Discover the latest breakthroughs in pathology and laboratory medicine
Luke Turner | | Quick Read
From High to Low
Ductal carcinoma in situ – a premalignant breast cancer – is currently classed as low-, intermediate-, or high-risk. New research evaluated whether artificial intelligence can be used to distinguish between those risk categories, using quantitative nuclear histomorphometric features from H&E slides. Both tumor size and orientation from intermediate cases were found to be much more closely aligned with the low-risk than the high-risk group. Many intermediate patients currently receive radiation therapy, but these findings suggest that such an aggressive approach may not be necessary (1).
RNA and DNA Join Forces
Data presented at the recent National Society of Genetic Counselors Annual Conference shows how more patients with genetic mutations can be identified by combining RNA and DNA tests compared with DNA testing alone. For the BRCA1 mutation commonly associated with breast cancer, the combination of RNA and DNA testing led to a 14 percent increase in the number of patients in whom cancer-linked mutations were identified. There was also a 4.5 percent relative decrease in the number of patients who would have received inconclusive results with only DNA testing (2).
A new contrast dye for magnetic resonance imaging (MRI) tests shows promise as an effective and noninvasive way to diagnose early-stage liver diseases. Contrast dyes improve visibility within the body during MRI, and the new ProCA32.collagen1 contrast agent targets the overexpression of collagen. Early tests in animal models have demonstrated its ability to detect early-stage alcohol-induced liver fibrosis and non-alcoholic steatohepatitis, the most severe form of non-alcohol fatty liver disease. Twice as accurate as conventional contrast agents, ProCA32.collagen1 can also detect tumors as small as 0.1 mm (3).

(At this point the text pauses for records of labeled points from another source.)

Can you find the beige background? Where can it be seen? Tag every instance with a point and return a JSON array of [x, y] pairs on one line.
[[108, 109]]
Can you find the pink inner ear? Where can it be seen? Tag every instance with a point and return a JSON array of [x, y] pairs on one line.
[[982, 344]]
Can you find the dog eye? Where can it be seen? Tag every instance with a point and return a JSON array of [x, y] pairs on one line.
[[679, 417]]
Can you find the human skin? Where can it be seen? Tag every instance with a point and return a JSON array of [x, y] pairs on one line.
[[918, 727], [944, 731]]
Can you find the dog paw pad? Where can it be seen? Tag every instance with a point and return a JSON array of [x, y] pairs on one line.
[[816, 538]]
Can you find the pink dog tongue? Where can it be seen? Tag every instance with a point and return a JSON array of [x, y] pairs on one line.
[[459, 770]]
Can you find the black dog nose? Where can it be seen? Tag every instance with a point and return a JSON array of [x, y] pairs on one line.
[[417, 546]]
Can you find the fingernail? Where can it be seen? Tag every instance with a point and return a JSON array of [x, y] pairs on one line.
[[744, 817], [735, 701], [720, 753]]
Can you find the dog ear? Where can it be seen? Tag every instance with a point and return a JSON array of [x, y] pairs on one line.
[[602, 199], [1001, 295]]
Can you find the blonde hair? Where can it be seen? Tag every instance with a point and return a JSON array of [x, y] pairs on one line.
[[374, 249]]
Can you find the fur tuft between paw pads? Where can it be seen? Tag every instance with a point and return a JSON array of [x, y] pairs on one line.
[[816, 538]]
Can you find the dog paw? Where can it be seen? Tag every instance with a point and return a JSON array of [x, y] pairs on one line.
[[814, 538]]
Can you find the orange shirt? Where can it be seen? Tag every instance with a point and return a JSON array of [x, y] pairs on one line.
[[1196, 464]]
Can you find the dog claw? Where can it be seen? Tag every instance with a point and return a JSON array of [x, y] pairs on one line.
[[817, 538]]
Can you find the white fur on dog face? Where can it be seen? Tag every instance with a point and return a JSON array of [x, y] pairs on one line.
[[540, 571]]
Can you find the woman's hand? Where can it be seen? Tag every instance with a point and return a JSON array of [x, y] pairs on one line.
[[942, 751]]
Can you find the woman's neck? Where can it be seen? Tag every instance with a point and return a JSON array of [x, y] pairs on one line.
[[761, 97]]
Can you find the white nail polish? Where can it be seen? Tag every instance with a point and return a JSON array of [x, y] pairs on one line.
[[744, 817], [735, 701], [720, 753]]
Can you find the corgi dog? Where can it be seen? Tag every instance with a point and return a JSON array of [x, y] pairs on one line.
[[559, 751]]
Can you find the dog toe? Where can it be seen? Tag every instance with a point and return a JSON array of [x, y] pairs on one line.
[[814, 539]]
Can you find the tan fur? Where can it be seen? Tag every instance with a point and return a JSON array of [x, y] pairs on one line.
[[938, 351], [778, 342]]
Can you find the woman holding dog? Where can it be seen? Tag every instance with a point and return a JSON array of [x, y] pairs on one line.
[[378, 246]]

The sperm of infertile men have a specific epigenetic molecular signature attached to their DNA that fertile men lack, according to new research. Despite the increasing prevalence of male infertility worldwide, the current diagnostic procedure assesses sperm quantity and motility – a lengthy and often inaccurate approach. The signatures of differential DNA methylation regions associated with male idiopathic infertility problems may avoid long periods of uncertainty when diagnosing fertility issues. The researchers also uncovered a different biomarker within infertile patients that could indicate whether hormone therapy treatment may be effective (4).
- H Li et al., “Quantitative nuclear histomorphometric features are predictive of Oncotype DX risk categories in ductal carcinoma in situ: preliminary findings”, Breast Cancer Res, 21, 114 (2019). PMID: 31623652.
- R Karam et al., “A Nationwide multi-center study provides insight into the increase in clinically actionable results from concurrent DNA and RNA genetic testing”. Poster presented at the 38th National Society of Genetic Counselors Annual Conference; November 6, 2019; Salt Lake City, USA. Poster #B-131.
- M Salarian et al., “Early detection and staging of chronic liver diseases with a protein MRI contrast agent”, Nat Commun, 10, 4777 (2019). PMID: 31664017.
- S Luján et al., “Sperm DNA methylation epimutation biomarkers for male infertility and FSH therapeutic responsiveness”, Sci Rep, 9, 16786 (2019). PMID: 31727924.